Bring on the empty rhetoric

Not since soldiers marched on the parade square have I seen anything quite so regimented as the annual meeting. I’ve been to many such corporate gatherings and it matters not a whit whether it’s held in Calgary or Montreal, Toronto or Vancouver – everything is interchangeable from one city to another, one company to another.
Shareholders assemble outside a downtown hotel meeting room for free coffee and cookies then take their seats as close as possible to the rear of the hall for a quick departure. The top corporate executives sit at a long table with their names emblazoned on placards in front of them, as if they were delegates from emerging countries attending the United Nations.
Directors occupy the front two rows. They wear identification badges so shareholders can corner them later and ask penetrating questions about the intricacies of corporate governance. However, the directors always seem to disappear as soon as they can without facing even the most modest scrutiny.
Near the podium sit the investment bankers who count on the company for their livelihood earned from stock issues and other offerings. They’re the ones who laugh heartily at the chief executive’s jokes. Once all participants are assembled, the chairman taps the microphone then blows into it to make sure it’s working and summons the meeting to order. 
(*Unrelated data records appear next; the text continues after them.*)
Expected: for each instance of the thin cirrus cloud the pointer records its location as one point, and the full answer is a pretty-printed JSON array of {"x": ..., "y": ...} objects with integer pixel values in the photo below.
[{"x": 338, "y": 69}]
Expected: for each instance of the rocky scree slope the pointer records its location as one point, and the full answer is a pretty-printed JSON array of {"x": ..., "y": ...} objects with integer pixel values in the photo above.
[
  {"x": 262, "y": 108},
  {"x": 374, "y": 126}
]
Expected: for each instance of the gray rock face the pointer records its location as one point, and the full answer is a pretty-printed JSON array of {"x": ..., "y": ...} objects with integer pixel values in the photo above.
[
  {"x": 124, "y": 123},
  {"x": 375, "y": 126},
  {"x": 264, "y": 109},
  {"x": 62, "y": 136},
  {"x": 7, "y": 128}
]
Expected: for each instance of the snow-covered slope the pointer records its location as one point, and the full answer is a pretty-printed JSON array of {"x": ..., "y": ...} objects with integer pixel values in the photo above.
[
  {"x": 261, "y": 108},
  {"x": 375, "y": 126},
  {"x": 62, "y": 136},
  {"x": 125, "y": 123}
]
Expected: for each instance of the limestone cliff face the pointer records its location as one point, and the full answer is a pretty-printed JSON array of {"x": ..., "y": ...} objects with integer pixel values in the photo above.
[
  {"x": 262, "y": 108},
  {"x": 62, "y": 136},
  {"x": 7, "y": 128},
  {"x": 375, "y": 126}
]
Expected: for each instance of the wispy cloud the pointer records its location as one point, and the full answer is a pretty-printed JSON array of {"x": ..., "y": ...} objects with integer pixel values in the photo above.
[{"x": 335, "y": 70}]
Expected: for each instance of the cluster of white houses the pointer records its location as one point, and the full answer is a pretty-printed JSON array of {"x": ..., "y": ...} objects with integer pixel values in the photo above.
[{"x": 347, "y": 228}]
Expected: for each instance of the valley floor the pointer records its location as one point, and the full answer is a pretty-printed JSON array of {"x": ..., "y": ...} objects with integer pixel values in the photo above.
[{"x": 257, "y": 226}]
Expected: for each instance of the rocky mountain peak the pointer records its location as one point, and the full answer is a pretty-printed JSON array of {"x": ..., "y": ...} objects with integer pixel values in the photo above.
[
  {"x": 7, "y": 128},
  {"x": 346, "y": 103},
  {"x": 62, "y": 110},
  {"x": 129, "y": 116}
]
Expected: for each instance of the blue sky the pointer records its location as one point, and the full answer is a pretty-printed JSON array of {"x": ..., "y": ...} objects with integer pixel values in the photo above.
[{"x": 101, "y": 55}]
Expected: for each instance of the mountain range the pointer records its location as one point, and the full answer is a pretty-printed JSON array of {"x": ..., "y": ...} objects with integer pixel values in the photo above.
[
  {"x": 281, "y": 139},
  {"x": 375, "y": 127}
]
The first agenda item is to introduce all those people who already have placards or name tags, as if no one among the assembled can read. Then begins a sad charade of corporate democracy as pre-arranged individuals pop up to propose or second motions that will be little noted nor long remembered. Votes on those various items have already been counted in advance by scrutineers. Autocrats, take note for new techniques.
Next, the chairman praises the chief executive officer who bashfully thanks him and then delivers a twenty-minute message as minds wander off all around the room. Just as name tags exist for those who wouldn’t otherwise be identifiable, some of the CEO’s finest phrases are flashed on a huge screen, apparently for the benefit of those who cannot hear.
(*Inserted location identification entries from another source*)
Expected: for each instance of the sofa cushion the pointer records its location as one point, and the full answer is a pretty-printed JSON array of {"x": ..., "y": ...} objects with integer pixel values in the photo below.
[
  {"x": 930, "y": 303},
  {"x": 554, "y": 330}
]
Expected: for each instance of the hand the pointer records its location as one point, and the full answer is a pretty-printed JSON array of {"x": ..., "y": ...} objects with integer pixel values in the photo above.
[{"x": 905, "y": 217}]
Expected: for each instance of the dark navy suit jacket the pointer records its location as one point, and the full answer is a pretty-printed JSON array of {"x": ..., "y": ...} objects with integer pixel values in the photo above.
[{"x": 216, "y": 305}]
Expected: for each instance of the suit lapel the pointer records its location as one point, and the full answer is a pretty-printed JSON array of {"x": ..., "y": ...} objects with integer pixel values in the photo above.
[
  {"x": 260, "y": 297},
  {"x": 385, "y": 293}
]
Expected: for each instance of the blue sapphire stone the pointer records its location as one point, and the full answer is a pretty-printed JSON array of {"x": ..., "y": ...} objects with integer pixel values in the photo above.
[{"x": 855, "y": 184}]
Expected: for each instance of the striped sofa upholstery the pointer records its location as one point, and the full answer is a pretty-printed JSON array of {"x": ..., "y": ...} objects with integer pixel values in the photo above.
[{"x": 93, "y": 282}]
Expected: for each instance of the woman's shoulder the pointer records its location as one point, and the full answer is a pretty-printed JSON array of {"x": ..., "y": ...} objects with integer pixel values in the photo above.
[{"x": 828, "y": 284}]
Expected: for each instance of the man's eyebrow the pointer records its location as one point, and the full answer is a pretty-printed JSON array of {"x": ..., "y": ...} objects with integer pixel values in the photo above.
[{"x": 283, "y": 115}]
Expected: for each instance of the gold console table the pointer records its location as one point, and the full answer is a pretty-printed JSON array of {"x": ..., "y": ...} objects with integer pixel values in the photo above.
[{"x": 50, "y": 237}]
At last comes the part of the meeting that causes some CEOs sleepless nights: the question and answer session. Once, in my brief corporate life as a PR man, I prepared a briefing book for a CEO. What’s the point? Rarely are there any tough questions from the floor.
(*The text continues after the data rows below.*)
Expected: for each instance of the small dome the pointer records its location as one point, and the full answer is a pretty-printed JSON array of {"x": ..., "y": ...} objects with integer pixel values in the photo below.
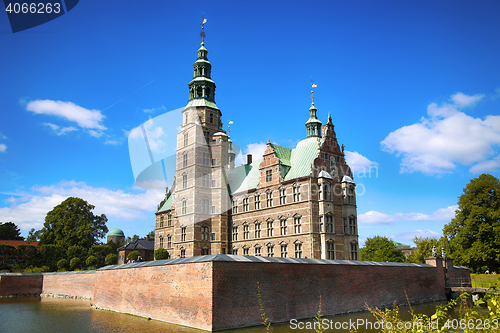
[{"x": 116, "y": 232}]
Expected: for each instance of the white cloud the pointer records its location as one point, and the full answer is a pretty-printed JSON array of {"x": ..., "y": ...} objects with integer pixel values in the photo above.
[
  {"x": 62, "y": 131},
  {"x": 88, "y": 119},
  {"x": 410, "y": 235},
  {"x": 374, "y": 217},
  {"x": 358, "y": 163},
  {"x": 435, "y": 145},
  {"x": 30, "y": 209}
]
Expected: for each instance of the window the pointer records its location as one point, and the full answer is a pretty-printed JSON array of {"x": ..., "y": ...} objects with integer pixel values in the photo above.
[
  {"x": 270, "y": 229},
  {"x": 297, "y": 224},
  {"x": 257, "y": 230},
  {"x": 269, "y": 175},
  {"x": 282, "y": 196},
  {"x": 298, "y": 250},
  {"x": 329, "y": 223},
  {"x": 352, "y": 226},
  {"x": 330, "y": 251},
  {"x": 184, "y": 206},
  {"x": 269, "y": 198},
  {"x": 296, "y": 193},
  {"x": 257, "y": 201},
  {"x": 235, "y": 233},
  {"x": 354, "y": 251},
  {"x": 205, "y": 180},
  {"x": 246, "y": 231},
  {"x": 283, "y": 227},
  {"x": 205, "y": 206},
  {"x": 235, "y": 206},
  {"x": 270, "y": 250},
  {"x": 206, "y": 159},
  {"x": 284, "y": 249},
  {"x": 205, "y": 233}
]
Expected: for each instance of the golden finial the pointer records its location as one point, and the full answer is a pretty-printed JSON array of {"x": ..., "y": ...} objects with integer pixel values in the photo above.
[
  {"x": 312, "y": 90},
  {"x": 202, "y": 33}
]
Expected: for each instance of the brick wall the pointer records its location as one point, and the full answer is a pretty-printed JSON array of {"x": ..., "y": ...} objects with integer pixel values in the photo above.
[
  {"x": 179, "y": 293},
  {"x": 293, "y": 290},
  {"x": 74, "y": 284},
  {"x": 20, "y": 284}
]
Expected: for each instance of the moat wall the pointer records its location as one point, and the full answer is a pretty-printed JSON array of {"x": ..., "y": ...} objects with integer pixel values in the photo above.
[{"x": 219, "y": 292}]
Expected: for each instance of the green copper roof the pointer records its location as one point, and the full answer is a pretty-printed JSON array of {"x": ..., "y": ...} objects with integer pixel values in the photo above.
[
  {"x": 201, "y": 102},
  {"x": 167, "y": 205},
  {"x": 116, "y": 232},
  {"x": 299, "y": 160},
  {"x": 283, "y": 154}
]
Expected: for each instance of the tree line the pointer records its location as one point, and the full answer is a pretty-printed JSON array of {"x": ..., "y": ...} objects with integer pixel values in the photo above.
[{"x": 471, "y": 238}]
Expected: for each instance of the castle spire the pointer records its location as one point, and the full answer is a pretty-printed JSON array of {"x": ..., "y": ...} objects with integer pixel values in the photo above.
[
  {"x": 202, "y": 86},
  {"x": 313, "y": 125}
]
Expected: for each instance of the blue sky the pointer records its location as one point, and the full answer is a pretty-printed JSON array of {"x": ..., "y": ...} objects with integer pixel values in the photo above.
[{"x": 413, "y": 88}]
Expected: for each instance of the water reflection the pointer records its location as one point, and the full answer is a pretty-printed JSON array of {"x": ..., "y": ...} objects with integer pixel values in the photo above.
[{"x": 35, "y": 314}]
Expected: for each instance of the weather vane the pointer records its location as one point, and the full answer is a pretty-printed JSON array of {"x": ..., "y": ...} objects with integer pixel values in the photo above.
[
  {"x": 312, "y": 90},
  {"x": 229, "y": 126},
  {"x": 202, "y": 33}
]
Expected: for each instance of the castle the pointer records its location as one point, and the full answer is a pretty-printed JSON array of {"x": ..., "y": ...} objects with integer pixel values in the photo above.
[{"x": 296, "y": 203}]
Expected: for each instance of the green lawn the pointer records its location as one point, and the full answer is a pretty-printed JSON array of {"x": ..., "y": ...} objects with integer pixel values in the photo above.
[{"x": 483, "y": 280}]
Given all that buffoonery, I hereby propose all annual meetings be cancelled forthwith. Most companies already have quarterly conference calls with analysts, why not open up those sessions to include media and shareholders who want to attend via Zoom? Oh, and how about posting the boss’s briefing book online, the one that contains the answers to any and all possible questions? The contents would certainly be more interesting than any speech.